Just some culture, in case of curiosity. If you take any prime $q$ that has an integral expression as $ q = 2 x^2 + x y + 4 y^2, $ such as $2, \; 5, \; 7\; 19,$ then $ z^3 + z + 1 \equiv 0 \pmod q $ has no roots in integral $z.$
For the special case of $31,$ we have $ z^3 + z + 1 \equiv (z -3)(z - 14)^2 \pmod {31}. $ For any other prime $ p = x^2 + x y + 8 y^2, $ such as $47, \; 67, \; 131, \; 149,$ then $ z^3 + z + 1 \equiv 0 \pmod p $ has three distinct roots in integral $z$ and factors as three distinct linear factors.
For any prime $r$ with $(-31|r) = -1,$ such as $3, \; 11, \; 13, \; 17,$ then $ z^3 + z + 1 \equiv 0 \pmod r $ has a single non-repeated root, so the cubic factors as a linear times a quadratic.

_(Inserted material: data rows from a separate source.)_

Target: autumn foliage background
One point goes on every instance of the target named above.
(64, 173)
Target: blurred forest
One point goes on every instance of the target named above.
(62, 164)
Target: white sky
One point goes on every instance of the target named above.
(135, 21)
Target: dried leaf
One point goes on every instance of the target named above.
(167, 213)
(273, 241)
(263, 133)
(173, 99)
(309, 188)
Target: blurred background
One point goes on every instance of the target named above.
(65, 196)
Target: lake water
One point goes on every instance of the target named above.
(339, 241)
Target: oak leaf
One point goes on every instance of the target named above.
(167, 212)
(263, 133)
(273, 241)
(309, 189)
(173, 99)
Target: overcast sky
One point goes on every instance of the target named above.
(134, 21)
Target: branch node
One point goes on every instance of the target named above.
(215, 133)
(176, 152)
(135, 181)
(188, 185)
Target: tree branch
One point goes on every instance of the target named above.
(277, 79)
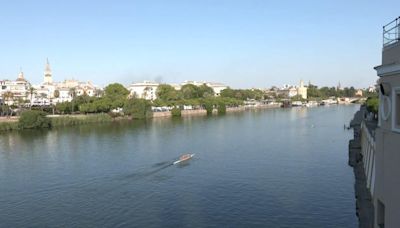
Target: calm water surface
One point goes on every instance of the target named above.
(270, 168)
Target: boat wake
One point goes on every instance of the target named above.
(156, 168)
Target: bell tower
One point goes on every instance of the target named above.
(48, 79)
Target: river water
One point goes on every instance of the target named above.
(266, 168)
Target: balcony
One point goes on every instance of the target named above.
(391, 32)
(391, 44)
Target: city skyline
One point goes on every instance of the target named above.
(245, 44)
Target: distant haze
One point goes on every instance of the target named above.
(244, 43)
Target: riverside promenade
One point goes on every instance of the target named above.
(201, 112)
(364, 205)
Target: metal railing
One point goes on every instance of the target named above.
(368, 149)
(391, 32)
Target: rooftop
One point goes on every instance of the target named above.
(391, 32)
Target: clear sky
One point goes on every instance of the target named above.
(242, 43)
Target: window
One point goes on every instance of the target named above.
(381, 215)
(397, 100)
(396, 110)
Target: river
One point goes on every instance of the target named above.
(265, 168)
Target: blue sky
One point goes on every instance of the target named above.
(240, 43)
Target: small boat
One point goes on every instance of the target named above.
(183, 158)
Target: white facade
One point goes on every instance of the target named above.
(302, 90)
(217, 87)
(146, 90)
(14, 91)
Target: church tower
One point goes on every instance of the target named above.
(47, 74)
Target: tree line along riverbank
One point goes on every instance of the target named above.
(117, 103)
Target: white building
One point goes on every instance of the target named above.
(302, 90)
(14, 91)
(217, 87)
(50, 92)
(146, 90)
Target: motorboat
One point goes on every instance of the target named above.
(183, 158)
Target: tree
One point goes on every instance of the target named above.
(33, 119)
(167, 93)
(205, 91)
(8, 97)
(190, 91)
(31, 92)
(138, 108)
(116, 91)
(72, 93)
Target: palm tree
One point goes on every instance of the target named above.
(55, 95)
(146, 92)
(31, 92)
(72, 93)
(7, 97)
(98, 92)
(43, 96)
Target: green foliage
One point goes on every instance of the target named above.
(209, 106)
(9, 125)
(116, 91)
(325, 92)
(79, 120)
(138, 108)
(190, 91)
(176, 112)
(64, 107)
(372, 104)
(205, 91)
(167, 93)
(243, 94)
(33, 119)
(221, 108)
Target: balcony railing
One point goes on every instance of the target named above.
(391, 32)
(368, 154)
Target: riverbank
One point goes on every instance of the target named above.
(364, 206)
(203, 112)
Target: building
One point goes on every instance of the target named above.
(386, 189)
(50, 92)
(13, 92)
(359, 93)
(146, 90)
(217, 87)
(48, 77)
(302, 90)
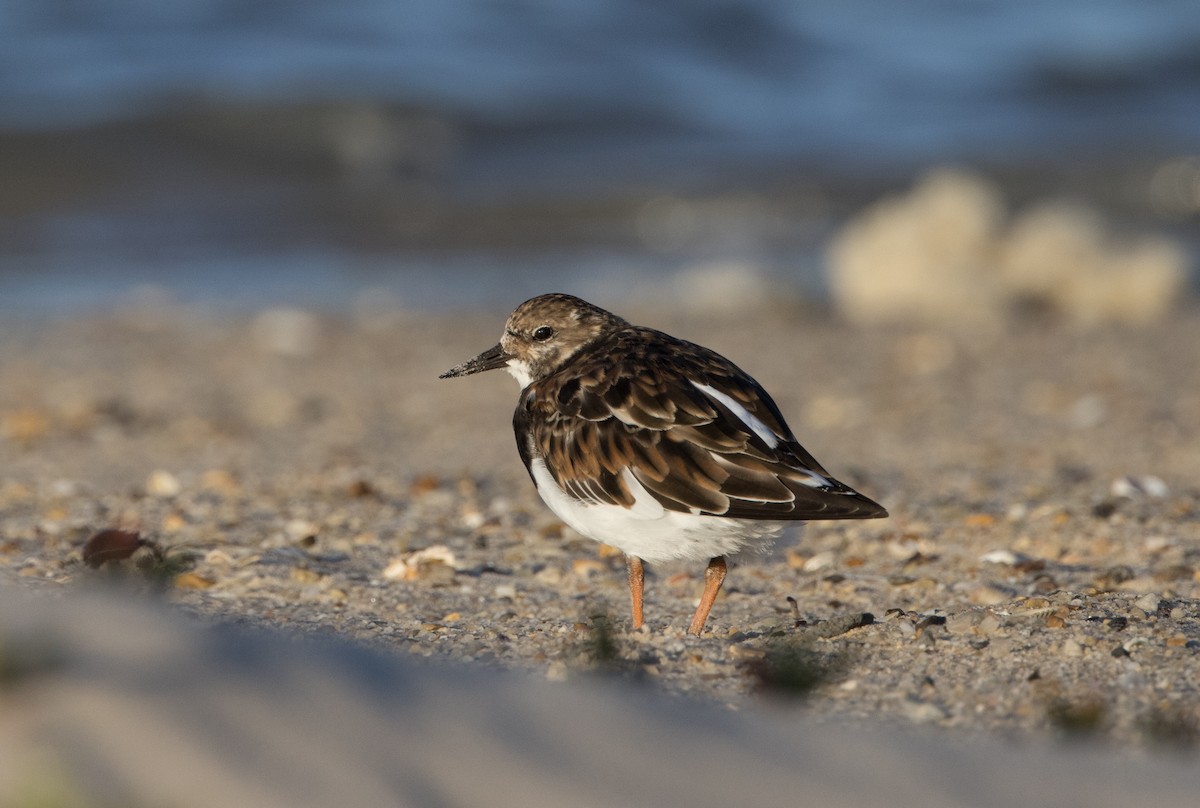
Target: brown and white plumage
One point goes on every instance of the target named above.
(657, 446)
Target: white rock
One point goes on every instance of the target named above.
(1139, 486)
(162, 484)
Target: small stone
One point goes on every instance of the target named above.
(988, 596)
(304, 575)
(817, 562)
(1001, 557)
(192, 581)
(1147, 603)
(989, 624)
(286, 331)
(587, 567)
(1139, 486)
(162, 484)
(922, 712)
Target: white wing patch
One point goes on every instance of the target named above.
(814, 480)
(742, 414)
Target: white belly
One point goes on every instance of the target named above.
(652, 532)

Well, why not. It turns out that every integer $n,$ positive or negative or $0,$ has an expression in integers as $ n = x^2 + x y + 8 y^2 + z^3 + z,$ where we deliberately strip off the 1. The difficult question is, what integers $n$ have an expression in integers as $ n = 2 x^2 + x y + 4 y^2 + z^3 + z \; ?$ Certainly not all, $n = \pm 1$ do not work. The first few, in absolute value, that do not work are $ \pm 1, \; \pm 869, \; \pm 25171, \; \pm 21118439, \; \pm 611705641, $ these being the odd integers $u$ with $ 27 u^2 - 31 v^2 = -4. $ The first few even values of $u$ are $ 30 = 3^3 + 3, $ $ 729090 = 90^3 + 90, $ $ 17718345150 = 2607^3 + 2607, $ so these are easily expressed as $2 x^2 + x y + 4 y^2 + z^3 + z $ with both $x,y = 0.$
Well, somebody did mention the discriminant of a cubic, we have $ \mbox{disc}_z \left( z^3 + z + 1 \right) = -31 $ and $ \mbox{disc}_z \left( z^3 + z + u \right) = -4 - 27 u^2 = -31 v^2.$ So there.